In partnership with its partners, the UN agency is also supporting the host communities around Dadaab by renovating boreholes, providing generators for water pumps and transporting by truck in the country. . UNHCR has also planned additional treatment centers to increase access to health care for new arrivals and prepare for future cholera infections.
Meanwhile, humanitarian activists remain deeply concerned about the continuing drought and rain failures across the entire Horn of Africa, which Mr Cheshirkov described as the “longest and most severe” in many decade.
“About 4.5 million Kenyans, mainly in the north and east of the country, are also battling the effects of the devastating drought,” he explains.
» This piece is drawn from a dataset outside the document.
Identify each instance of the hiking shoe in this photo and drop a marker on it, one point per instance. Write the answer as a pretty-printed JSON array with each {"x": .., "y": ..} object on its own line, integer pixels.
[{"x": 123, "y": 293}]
United Nations Office for the Coordination of Humanitarian Aid, OCHA, warned that more than 36.4 million people across the Horn of Africa will be affected by the longest and most severe drought in recent history in the final months of this year. This includes 24.1 million in Ethiopia and 7.8 million in Somalia.
Pastoralism is slowly dying
Large swathes of Somalia, southern and southeastern Ethiopia, and northern and eastern Kenya have faced the longest drought in recent history, while the wet season from March to May 2022 is the dry season. the longest recorded in the past 70 years, OCHA speak.
“The droughts from 2020 to 2022 have now surpassed the terrible droughts of 2010 to 2011 and 2016 to 2017 in both duration and severity and will continue to deepen in the coming months, with dire consequences,” it added, noting that more than 9.5 million cattle – on which livestock families depend for their livelihood and livelihood – have died across the region, including 4 million in Ethiopia, 2.5 million in Kenya and over 3 million in Somalia.